Elizabeth Price Curates at The Whitworth
David PerkinsLanguorously titled In a dream you saw a way to survive and you were full of joy, and curated by video artist Elizabeth Price, this new exhibition at the Whitworth will explore the power of the horizontal, recumbent body. Price, the convention-breaking, glass-ceiling-smashing, winner of the 2012 Turner Prize and 2013 Contemporary Art Society Award has selected over 70 works of sculpture, drawing, film and photography, many drawn from collections in Manchester, including the John Rylands library, The Whitworth and Manchester Museum.
Unfamiliar images will be juxtaposed with works by big names such as Andy Warhol, Constantin Brancusi, John Flaxman and Carolee Schneemann in themed sections exploring sleeping, working, mourning and dancing. Much more than the sum of its parts, the exhibition is both installation and immersive experience.

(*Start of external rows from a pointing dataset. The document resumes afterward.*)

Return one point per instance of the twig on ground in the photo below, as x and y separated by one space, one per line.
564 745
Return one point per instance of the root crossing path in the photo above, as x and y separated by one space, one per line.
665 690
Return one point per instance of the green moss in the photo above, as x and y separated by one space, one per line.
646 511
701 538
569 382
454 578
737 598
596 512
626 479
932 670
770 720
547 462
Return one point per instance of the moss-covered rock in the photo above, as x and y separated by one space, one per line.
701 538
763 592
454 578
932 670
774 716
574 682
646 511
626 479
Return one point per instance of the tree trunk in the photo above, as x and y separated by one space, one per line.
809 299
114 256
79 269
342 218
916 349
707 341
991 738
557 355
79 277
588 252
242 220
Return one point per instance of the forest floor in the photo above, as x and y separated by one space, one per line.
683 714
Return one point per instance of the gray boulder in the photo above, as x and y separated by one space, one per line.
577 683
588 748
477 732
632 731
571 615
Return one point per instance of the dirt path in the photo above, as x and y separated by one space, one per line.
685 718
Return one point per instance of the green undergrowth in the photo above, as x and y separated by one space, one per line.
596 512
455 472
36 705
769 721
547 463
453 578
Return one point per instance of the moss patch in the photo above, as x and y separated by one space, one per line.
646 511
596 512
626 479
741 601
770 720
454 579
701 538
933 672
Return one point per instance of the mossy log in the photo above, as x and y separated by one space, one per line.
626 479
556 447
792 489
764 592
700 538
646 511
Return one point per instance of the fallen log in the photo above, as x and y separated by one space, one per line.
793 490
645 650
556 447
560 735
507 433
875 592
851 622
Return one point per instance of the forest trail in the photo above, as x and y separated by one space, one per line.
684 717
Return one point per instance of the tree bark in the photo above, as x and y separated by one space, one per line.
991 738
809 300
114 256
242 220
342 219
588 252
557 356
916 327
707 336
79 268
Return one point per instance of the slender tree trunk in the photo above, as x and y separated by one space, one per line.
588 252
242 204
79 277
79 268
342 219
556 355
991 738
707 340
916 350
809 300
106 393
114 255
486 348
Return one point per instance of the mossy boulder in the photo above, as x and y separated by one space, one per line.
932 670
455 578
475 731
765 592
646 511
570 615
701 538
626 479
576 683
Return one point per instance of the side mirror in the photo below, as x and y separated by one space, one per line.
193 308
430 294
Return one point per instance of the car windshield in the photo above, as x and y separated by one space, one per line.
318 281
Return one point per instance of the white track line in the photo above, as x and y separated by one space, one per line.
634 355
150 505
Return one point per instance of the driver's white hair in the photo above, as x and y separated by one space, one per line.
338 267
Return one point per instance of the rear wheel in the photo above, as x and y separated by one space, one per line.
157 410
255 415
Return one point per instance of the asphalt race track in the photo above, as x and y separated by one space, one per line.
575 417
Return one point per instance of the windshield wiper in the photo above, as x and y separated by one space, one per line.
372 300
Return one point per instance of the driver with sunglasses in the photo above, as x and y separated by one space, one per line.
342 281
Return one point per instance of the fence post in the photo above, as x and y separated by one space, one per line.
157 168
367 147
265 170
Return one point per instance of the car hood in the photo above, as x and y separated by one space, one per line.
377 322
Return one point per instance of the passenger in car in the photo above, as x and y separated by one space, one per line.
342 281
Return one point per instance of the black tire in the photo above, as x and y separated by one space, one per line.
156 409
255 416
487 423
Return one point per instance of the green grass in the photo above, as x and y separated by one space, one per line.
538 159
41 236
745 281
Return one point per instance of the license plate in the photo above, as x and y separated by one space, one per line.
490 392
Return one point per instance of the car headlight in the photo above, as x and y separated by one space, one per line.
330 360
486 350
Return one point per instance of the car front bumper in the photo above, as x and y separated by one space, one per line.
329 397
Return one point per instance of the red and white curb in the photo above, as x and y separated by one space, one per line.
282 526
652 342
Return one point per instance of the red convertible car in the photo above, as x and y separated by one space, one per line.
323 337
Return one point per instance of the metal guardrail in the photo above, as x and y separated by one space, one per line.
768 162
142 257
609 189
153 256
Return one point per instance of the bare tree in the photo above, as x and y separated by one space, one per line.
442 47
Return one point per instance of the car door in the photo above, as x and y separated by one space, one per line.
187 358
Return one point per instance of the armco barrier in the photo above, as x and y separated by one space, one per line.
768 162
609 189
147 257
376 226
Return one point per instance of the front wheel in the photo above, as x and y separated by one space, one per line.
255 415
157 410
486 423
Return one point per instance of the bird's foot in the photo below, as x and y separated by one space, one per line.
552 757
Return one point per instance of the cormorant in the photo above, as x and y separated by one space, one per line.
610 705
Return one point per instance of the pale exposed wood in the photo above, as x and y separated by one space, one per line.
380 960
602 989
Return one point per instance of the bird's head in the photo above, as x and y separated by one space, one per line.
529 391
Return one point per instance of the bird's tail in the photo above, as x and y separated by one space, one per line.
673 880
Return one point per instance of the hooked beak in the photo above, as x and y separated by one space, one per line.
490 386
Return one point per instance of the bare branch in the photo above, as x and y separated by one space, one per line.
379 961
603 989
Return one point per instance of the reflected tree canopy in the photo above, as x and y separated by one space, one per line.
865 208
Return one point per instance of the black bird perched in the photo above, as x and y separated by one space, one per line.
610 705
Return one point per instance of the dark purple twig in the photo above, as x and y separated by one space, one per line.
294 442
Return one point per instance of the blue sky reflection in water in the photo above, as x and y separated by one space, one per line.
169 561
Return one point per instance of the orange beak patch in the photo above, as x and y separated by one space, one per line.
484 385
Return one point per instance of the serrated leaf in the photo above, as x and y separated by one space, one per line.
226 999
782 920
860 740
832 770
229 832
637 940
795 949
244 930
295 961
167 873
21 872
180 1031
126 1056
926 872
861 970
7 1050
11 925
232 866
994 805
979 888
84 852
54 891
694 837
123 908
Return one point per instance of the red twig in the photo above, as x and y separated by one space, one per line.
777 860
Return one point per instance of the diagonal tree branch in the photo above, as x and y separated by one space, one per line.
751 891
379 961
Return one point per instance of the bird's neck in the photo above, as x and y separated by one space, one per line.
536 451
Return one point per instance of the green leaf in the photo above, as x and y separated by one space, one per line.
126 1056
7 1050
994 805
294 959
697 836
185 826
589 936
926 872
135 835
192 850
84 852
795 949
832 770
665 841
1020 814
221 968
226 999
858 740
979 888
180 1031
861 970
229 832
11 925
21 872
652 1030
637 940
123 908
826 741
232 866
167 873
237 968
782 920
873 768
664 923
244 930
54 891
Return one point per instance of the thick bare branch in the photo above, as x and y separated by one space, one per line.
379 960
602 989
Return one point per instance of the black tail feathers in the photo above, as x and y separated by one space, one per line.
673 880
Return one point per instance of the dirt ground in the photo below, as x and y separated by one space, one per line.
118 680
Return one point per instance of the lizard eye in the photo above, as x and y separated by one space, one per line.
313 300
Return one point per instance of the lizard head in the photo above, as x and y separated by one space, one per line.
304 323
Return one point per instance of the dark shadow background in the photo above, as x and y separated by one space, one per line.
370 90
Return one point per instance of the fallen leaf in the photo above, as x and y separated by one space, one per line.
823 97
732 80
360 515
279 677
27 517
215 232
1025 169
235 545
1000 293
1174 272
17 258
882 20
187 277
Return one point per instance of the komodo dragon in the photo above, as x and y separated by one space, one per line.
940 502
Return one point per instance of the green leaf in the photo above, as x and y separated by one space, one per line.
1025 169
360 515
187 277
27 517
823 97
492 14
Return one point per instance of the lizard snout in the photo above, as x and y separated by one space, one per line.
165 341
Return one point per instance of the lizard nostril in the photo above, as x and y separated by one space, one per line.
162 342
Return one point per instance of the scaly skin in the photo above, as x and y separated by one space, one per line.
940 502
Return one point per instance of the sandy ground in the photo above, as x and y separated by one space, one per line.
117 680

The Woolworths Choir of 1979, the film piece that won Price the Turner Prize and brought her to public attention, stylishly combined archive footage of the tragic Woolworth’s store fire in Manchester’s Piccadilly Gardens, with film of the sixties band The Shangri-Las. To anyone familiar with the – often deliberately – static look of much video art this is a rhythmic, slick and seductive film that is hugely appealing to a contemporary audience familiar with music videos and advertising shorts. The themes of sleep, the archive, gesture, the choir and the feminine in the film are central to much of Price’s work and are developed elsewhere in this exhibition.
Price is known for her careful research and the intelligence, skill and high production values of her work; the exhibition promises to be visually stunning and highly imaginative. It is a Hayward Touring production aiming to reach wide audiences with contemporary art by using new curatorial approaches. The exhibition premieres here in Manchester before moving on to Bexhill-On-Sea and then Cardiff.